ホソワラジムシ Porcellionides pruinosus (Brandt)


 体長13o程度。赤紫〜赤褐色。頭部側方の突出はほとんどありません。通常時は白っぽい粉が吹いたようになりますが、脱皮直後は光沢があります。ワラジムシよりもやや細身です。本州中部(新潟県、千葉県)以南、四国、九州、琉球列島、小笠原諸島に分布します。また、世界中の温暖帯にも生息しています。人里の草むら、落葉、堆肥中などに生息します。ペットショップなどでも両生類、爬虫類の餌として売られています。移動速度はワラジムシと比べてかなり速いです。床材には潜らないため観察するのに向いています。光(明るさ)に対しても避けることなく活動する性格のようです。

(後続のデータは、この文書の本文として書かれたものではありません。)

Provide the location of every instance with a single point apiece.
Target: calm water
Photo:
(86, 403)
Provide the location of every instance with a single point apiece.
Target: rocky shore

ワラジムシ(通称フトワラジムシ)Porcellio scaber Latreille


 体長最大15o程度(海外では20o程度)。灰褐色ないし暗褐色。背面は多くの顆粒で覆われています。これがフトワラジムシの特徴と言っていいでしょう。雄第1腹肢外肢は半円形で8本以上の棘をもちます。庭、公園、ごみ、草むらなどに生息します。寒冷地では室内で見つかることも多いです。ヨーロッパ原産で世界各地に分布し、わが国では北海道、本州(鳥取県以東)及び徳島県から知られています。通常「ワラジムシ」と言えば本種を指しますが、一般的にはワラジムシ以外のワラジムシも含めひとくくりにして「ワラジムシ」と言うことが多いです。ですからホソワラジムシの「ホソ」に相対する呼称として「フト」をつけて通常「フトワラジムシ」と呼ばれています。動きはゆったりしています。危険が迫っても他のワラジムシほど急ぎ足になりません。床材にも多少潜るようですが、隠れる場所があるときはわざわざ床材に潜らないようです。





ヤマトサトワラジムシ Mongoloniscus nipponicus (Arcangeli)

 体長10o程度。体は丸みを帯びています。ワラジムシやホソワラジムシよりも体高があり、尾肢が短いため、ダンゴムシと間違うこともあります。黒褐色に淡色の不規則な模様をもちます。雄の第1腹肢外肢は著しく深い湾入をもちます。本州中部(東京都、富山県、滋賀県、京都府、大阪府)に分布。人里、公園、林縁に生息します普段は集団を作ってそれほど活発に活動しません。こちらは日本在来種です。外国産のクマワラジムシやワラジムシに比べると繊細な性格のようです。蒸れに弱いですから蓋はしない方が良いです。




ニホンヒメフナムシ Ligidium japonicum Verhoeff

 体長約13oまで。褐色。体表にはツヤがあります。雄の第2腹肢内肢の先端に小型の鉤をもつが変異が大きいです。北海道、本州、四国の湿った森林の落葉層に生息し、極めて多産することから、サンショウウオなどの餌として利用されることがあります。他のワラジムシよりも多湿を好みます。移動速度はホソワラジムシと比べてもかなり速いです。飼育下でも落ち葉をたくさん入れておくと落ち着きます。鑑賞・観察には向かないです。



番外編

ドイツのワラジムシ

 体長15o程度です。ケルンからフランクフルトへ向かう途中のドライブイン脇の空き地で見かけたものを撮影しました。

下画像右側の大きい方はサハラフラワーボールバグを黒っぽくしたような感じです。左のは普通のワラジムシのようです。